Florence, agree that raw veggies are an awesome choice. This time of year, produce is very expensive. I usually have potatoes, onions, carrots, cabbage, celery, baby salad greens, Romaine, for veggies, apples, bananas, citrus for fruit. All of those items are purchased, depending upon cost. This is blackbelt frugality time, so I am limited to what's on hand, buying perishables as needed, if essential. My boys don't bake, DD will sometimes. When I do bake, I try to have some more healthier options such as the banana bread and pumpkin bread on the sideboard now.
My grocery budget is $200/month right now, family of 4.

mikemax said...

That's way more snacky stuff than I've ever had in my house at one time! Popcorn is the biggie around here. Also, why not teach your boys to bake? My DS was never very interested in baking, but I did teach him to cook during his senior year in high school.
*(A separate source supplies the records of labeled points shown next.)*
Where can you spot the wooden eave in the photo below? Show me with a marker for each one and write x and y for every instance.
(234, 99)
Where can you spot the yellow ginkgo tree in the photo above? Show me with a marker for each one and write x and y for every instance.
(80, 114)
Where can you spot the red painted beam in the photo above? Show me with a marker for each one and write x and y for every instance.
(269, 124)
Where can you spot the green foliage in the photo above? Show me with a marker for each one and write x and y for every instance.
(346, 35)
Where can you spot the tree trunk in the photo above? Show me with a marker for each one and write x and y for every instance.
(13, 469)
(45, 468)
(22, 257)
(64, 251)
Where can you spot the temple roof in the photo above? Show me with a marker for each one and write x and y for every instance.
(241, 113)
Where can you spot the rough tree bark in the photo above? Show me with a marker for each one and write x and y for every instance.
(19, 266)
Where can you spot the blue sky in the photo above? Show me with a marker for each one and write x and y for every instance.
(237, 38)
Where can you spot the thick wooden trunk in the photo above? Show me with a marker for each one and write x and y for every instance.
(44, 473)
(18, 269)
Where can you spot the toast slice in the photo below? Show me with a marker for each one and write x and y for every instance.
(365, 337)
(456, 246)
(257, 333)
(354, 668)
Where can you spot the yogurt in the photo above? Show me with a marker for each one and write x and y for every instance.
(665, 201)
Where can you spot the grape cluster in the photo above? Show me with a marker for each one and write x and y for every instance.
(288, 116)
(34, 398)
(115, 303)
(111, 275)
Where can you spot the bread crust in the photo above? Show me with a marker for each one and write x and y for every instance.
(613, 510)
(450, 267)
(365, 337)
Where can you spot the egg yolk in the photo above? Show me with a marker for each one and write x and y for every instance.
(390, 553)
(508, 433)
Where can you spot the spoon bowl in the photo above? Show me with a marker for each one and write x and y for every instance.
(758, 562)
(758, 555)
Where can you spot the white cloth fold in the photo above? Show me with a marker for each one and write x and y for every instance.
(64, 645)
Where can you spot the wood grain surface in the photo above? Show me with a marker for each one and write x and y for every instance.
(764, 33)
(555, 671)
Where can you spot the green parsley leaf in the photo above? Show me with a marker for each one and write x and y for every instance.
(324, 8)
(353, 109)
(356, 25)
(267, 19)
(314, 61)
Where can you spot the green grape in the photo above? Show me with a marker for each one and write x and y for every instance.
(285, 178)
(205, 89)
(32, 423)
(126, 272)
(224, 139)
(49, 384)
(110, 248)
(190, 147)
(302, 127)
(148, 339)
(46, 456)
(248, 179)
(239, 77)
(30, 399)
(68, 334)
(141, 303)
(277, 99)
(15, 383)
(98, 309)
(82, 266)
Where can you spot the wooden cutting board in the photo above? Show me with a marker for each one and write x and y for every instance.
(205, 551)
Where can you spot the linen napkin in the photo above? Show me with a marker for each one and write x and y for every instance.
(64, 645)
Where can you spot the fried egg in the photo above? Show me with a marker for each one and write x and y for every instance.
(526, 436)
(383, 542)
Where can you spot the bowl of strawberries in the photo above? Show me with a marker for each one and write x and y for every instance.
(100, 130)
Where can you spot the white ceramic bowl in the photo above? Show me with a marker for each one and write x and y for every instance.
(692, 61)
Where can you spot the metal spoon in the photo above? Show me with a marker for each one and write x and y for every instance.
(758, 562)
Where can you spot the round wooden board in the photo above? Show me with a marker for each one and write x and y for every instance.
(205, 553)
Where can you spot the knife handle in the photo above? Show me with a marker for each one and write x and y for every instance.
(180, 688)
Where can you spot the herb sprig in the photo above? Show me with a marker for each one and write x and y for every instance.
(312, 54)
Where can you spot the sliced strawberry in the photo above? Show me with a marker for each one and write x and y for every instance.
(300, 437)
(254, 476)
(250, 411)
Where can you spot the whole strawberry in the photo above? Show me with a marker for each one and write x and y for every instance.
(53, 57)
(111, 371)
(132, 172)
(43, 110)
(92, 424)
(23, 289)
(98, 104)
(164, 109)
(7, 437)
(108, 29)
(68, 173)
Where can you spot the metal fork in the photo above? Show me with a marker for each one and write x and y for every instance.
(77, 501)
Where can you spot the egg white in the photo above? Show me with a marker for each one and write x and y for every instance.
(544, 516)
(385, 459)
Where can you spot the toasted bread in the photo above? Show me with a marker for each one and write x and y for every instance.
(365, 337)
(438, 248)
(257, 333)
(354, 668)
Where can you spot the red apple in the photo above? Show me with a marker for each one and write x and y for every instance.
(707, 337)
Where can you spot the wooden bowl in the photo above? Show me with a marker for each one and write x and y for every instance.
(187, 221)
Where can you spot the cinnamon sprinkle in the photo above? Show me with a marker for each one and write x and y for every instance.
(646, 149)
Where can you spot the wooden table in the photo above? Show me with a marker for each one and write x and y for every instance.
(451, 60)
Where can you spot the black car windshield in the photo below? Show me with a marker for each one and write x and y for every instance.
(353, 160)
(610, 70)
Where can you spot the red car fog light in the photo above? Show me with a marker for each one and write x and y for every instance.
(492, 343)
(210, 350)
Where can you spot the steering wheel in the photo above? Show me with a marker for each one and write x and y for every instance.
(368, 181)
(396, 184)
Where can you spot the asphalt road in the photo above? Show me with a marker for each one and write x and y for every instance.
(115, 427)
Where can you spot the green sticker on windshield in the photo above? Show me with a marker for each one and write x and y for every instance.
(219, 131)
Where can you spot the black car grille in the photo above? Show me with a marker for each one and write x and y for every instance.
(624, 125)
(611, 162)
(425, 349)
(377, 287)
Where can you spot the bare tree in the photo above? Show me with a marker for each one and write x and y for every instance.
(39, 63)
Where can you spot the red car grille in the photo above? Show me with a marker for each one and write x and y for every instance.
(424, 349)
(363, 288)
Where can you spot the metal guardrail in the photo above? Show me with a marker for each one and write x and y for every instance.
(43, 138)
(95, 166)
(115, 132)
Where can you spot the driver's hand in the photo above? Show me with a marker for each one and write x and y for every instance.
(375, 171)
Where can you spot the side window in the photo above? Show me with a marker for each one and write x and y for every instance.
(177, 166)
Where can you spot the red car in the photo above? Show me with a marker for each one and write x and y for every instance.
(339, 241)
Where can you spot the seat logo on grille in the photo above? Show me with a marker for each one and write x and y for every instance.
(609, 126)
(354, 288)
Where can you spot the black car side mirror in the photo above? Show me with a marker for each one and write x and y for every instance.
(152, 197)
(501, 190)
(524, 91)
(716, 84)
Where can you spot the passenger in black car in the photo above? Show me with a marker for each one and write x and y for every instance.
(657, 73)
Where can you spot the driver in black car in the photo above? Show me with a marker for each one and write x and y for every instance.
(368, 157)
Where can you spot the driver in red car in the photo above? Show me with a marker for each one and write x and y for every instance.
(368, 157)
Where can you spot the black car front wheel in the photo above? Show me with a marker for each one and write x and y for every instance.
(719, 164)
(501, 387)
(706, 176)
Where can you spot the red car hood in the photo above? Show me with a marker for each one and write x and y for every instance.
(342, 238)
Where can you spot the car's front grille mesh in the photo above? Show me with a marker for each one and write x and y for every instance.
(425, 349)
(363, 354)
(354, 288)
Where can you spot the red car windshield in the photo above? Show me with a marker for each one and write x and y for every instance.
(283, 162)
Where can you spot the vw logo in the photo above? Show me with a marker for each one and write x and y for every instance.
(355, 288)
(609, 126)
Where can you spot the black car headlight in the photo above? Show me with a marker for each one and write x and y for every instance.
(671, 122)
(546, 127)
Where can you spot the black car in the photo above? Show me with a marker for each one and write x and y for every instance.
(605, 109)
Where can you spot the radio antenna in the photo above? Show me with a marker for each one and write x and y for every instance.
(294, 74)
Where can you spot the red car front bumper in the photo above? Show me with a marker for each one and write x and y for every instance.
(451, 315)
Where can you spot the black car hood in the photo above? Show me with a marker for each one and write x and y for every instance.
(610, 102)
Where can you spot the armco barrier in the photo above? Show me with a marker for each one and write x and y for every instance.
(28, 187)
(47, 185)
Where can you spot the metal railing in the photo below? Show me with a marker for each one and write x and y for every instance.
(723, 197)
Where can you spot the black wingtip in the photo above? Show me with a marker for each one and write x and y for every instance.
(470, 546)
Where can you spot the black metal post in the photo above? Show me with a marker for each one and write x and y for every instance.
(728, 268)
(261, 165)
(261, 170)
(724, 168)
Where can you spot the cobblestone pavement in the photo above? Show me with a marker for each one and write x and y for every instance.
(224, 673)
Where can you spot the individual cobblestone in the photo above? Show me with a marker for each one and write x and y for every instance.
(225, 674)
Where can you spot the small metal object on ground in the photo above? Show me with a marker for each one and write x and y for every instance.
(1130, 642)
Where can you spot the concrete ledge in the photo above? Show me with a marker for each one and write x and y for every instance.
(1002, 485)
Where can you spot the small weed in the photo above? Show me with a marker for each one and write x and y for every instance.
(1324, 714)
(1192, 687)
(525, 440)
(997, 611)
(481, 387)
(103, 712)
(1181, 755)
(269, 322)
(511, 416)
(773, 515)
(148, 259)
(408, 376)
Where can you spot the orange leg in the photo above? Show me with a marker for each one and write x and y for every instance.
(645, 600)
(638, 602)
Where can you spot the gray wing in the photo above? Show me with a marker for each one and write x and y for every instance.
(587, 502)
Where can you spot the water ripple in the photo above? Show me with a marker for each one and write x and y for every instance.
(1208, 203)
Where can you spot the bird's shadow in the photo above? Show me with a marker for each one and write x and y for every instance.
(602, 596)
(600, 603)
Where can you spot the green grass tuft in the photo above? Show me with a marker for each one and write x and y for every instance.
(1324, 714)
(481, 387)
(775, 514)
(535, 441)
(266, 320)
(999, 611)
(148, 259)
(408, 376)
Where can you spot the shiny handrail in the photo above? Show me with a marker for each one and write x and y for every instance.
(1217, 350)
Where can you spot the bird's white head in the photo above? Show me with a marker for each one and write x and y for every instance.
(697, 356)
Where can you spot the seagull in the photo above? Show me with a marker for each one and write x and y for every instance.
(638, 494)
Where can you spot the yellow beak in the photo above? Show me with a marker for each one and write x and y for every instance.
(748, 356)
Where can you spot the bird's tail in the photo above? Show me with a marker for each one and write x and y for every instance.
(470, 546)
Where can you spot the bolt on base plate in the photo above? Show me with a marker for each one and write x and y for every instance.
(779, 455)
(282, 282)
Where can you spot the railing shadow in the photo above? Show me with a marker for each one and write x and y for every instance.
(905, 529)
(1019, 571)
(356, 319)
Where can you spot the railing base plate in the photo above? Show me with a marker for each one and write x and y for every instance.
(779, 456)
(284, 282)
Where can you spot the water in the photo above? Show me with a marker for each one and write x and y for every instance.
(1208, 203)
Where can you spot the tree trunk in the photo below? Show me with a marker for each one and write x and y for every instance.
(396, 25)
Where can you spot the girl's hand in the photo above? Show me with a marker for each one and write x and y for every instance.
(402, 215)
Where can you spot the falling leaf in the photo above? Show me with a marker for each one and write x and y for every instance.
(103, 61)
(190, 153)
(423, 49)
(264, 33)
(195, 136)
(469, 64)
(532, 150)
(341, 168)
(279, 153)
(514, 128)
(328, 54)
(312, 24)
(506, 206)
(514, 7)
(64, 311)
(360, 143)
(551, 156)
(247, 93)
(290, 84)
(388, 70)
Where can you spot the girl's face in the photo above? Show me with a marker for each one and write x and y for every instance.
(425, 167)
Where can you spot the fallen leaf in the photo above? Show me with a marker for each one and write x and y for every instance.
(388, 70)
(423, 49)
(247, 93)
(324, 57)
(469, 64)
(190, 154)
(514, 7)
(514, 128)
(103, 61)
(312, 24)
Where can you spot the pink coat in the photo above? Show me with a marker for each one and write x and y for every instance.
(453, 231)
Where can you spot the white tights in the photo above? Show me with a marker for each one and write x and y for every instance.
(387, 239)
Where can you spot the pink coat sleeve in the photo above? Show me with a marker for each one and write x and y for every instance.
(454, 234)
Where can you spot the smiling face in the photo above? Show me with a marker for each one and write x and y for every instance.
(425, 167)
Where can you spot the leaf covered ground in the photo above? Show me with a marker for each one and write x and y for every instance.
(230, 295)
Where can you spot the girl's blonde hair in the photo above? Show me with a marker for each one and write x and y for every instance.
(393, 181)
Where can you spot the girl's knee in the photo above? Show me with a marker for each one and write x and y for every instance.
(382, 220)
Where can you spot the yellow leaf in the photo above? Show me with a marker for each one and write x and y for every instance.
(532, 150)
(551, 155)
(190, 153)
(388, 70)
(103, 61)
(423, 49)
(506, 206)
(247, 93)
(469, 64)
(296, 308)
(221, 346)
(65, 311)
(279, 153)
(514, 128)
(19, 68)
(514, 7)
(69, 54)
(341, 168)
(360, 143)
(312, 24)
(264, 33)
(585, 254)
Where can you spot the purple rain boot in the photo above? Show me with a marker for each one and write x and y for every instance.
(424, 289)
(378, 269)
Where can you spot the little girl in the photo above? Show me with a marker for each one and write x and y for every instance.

It has come in very handy for him since he is 37 and still single (although recently cohabitating).

CTMOM said...

Mike/Max-of the 2 sons at home, one has hardly any interest in even making a sandwich, he is very picky as well. Other son is special needs, has limitations but can make things with a lot of one on one supervision. He has very few dislikes as concerns food choices, and we already know that he will never live on his own. Agree, every child/adult needs to have basic "survival" skills, when possible.

mikemax said...

Well, I definitely understand about an adult child with special needs, as I have one, too. She had one on one cooking help for several years but never really got to the point that she could cook without a lot of supervision (although she is doing really well with laundry, cleaning her bedroom and bathroom, etc.). It did help her get over her fears of knives, the stove, etc. As for your picky eater who lacks interest in cooking...the next time the subject comes up, ask him how he plans to survive if he can't cook food that he likes? Or, as I used to say, "your mother isn't going to be around forever to do this stuff for you." He is not a great cook, but he can definitely put a meal together.